The criminal allegations against Portillo are similar to issues his former officers faced, a KHOU 11 investigation found this summer. Portillo was sworn in as Coffee City Police Chief in April 2021 and quickly expanded the police force to 50 officers for a town of barely 250 people. KHOU 11 Investigates revealed how more than half of those cops had been suspended, demoted, terminated, or dishonorably discharged from their previous law enforcement jobs. The then-chief conceded the appointments allowed officers to work extra jobs, where they earned up to $100,000 a year.

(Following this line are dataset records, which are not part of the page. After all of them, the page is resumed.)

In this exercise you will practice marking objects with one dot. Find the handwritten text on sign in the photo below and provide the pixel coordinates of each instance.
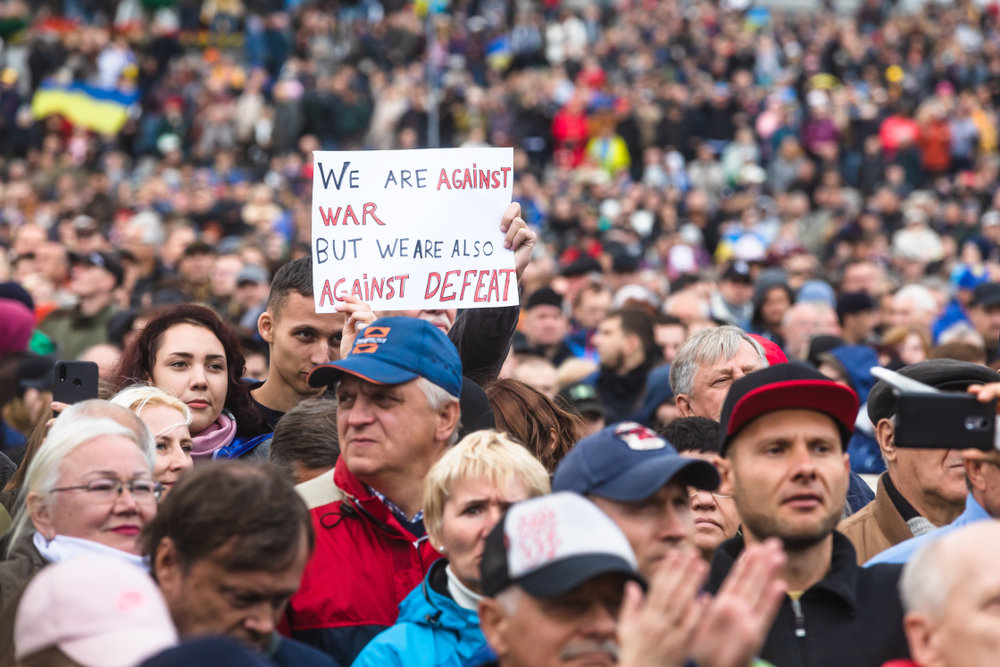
(412, 229)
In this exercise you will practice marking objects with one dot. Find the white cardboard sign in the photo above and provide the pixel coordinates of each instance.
(412, 229)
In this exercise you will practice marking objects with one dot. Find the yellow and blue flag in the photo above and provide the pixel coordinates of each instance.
(99, 109)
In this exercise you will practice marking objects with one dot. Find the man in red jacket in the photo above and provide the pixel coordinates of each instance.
(397, 411)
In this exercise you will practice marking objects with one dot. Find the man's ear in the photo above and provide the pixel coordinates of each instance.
(166, 568)
(974, 472)
(265, 327)
(683, 404)
(725, 480)
(493, 623)
(920, 635)
(40, 514)
(725, 467)
(447, 421)
(885, 435)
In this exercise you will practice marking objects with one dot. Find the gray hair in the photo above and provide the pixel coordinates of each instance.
(437, 399)
(74, 428)
(961, 332)
(151, 226)
(929, 577)
(705, 347)
(307, 435)
(919, 296)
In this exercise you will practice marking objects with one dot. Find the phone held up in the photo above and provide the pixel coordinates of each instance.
(74, 381)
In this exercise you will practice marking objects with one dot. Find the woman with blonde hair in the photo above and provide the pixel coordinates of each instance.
(168, 420)
(465, 494)
(88, 490)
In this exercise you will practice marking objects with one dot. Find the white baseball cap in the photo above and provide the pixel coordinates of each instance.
(551, 544)
(99, 611)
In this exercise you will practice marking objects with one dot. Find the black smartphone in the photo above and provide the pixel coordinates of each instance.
(74, 381)
(945, 420)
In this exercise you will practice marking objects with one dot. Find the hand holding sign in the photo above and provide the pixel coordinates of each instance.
(518, 237)
(415, 229)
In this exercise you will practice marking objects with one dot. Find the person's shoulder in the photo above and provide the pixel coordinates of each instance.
(856, 520)
(292, 653)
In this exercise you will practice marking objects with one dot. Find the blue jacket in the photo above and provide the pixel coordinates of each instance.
(432, 629)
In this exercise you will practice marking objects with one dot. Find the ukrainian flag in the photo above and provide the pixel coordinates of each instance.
(99, 109)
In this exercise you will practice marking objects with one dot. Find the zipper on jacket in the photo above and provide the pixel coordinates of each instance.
(800, 619)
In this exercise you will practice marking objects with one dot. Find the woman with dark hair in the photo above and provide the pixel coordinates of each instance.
(534, 420)
(188, 351)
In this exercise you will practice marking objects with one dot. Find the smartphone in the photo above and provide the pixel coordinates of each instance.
(945, 421)
(74, 381)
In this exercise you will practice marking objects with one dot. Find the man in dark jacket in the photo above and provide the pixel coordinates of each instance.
(227, 548)
(624, 343)
(789, 475)
(922, 488)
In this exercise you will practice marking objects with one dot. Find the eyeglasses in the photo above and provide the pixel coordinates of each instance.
(692, 492)
(109, 490)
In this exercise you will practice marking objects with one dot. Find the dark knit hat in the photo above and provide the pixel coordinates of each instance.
(544, 296)
(943, 374)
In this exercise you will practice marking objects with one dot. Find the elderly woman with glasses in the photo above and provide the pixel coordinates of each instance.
(465, 494)
(89, 490)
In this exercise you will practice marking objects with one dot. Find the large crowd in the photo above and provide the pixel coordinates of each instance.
(673, 452)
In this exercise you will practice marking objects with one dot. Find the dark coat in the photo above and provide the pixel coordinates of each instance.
(853, 616)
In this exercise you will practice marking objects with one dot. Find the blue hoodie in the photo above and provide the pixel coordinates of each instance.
(866, 456)
(431, 630)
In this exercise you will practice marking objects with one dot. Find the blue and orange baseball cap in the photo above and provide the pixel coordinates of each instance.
(394, 350)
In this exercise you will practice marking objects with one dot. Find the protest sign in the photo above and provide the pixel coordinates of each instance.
(412, 229)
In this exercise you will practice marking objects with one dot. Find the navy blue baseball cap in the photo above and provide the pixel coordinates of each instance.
(394, 350)
(628, 462)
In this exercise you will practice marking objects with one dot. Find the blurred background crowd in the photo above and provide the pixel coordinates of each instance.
(823, 178)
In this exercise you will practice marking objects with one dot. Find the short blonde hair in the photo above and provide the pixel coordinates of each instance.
(484, 454)
(140, 396)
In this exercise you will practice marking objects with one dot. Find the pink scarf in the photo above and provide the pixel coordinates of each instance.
(219, 434)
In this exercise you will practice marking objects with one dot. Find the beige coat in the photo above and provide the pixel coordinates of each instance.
(875, 527)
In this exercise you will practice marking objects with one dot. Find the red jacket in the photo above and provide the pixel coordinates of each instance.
(363, 566)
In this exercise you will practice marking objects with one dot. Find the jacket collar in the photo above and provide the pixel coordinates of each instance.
(888, 517)
(357, 495)
(840, 580)
(444, 612)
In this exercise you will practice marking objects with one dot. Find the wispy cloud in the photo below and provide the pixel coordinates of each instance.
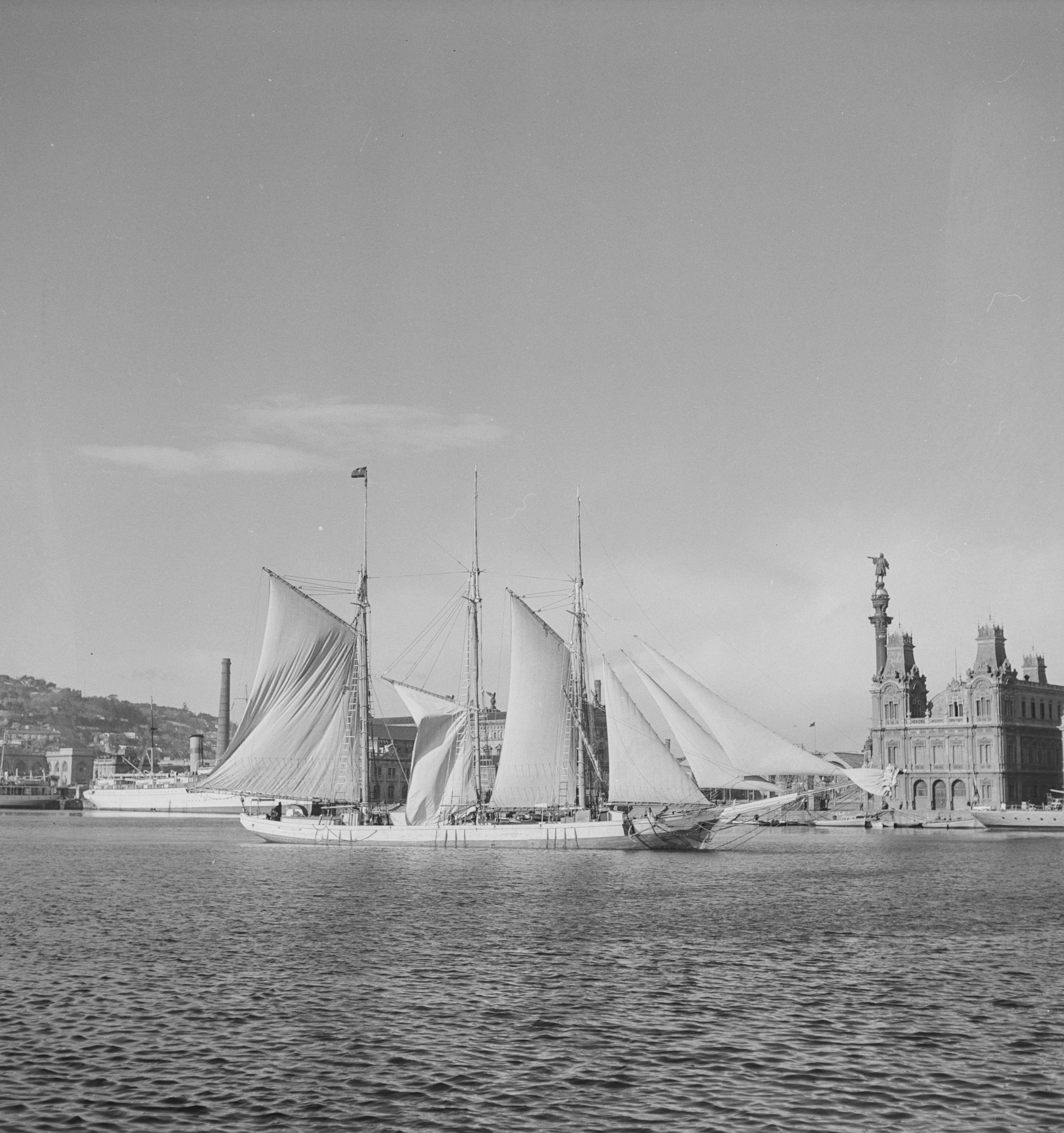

Portillo himself worked extra security jobs. At an apartment complex in Southeast Houston, nearly 200 miles away from his former full-time job in Coffee City, KHOU 11 Investigates uncovered a profanity-laced tirade Portillo launched at an elected Harris County constable, involving a dispute over filing charges on a suspect.

How we got here

KHOU 11 Investigates discovered the town had five times the number of cops than any town its size, according to Texas Commission on Law Enforcement records. More than half of the department’s 50 officers had been suspended, demoted, terminated or dishonorably discharged from their previous law enforcement jobs, according to personnel files obtained through open records requests to other law enforcement agencies. Most of the officers were hired by Portillo.

A series of reports by KHOU 11 Investigative Reporter Jeremy Rogalski led to a deeper look into the Coffee City Police Department and Portillo.

KHOU 11 Investigates also uncovered Portillo launched a questionable warrant division, in which full-time Coffee City officers were not even required to work in Coffee City at all.

"There were things that we weren’t aware of and that really just opened our eyes, you know, there’s major changes that have got to be made and made quickly," Coffee City Mayor Jeff Blackstone said in August after the council vote.

Portillo tried to email his resignation before the meeting, but council members refused to accept the unsigned notice and instead outright fired the police chief.

"We just felt it was best to basically terminate the program, that way we’re able to go out and find a new chief, let him do the proper evaluations and determine if he wants to re-hire anybody or start from scratch," Blackstone said at the time.

Portillo did not return a request for comment after the council vote.

When asked why he would hire so many people with red flags, Portillo defended the practice.

"There’s more to just what’s on paper," Portillo said at the time. "And that's where I rely on my captain and my background investigators to go in and dig and say, ‘Hey, what's that? What's the truth behind this?'"

Portillo said in some cases, the criminal charges officers faced were dismissed or expunged, and the dishonorable discharges overturned after officers appealed them through the State Office of Administrative Hearings. Portillo claimed most of the applicants he’s hired got on the wrong side of agency politics.

Where is Coffee City?

Coffee City is a town in northeast Texas southwest of Tyler.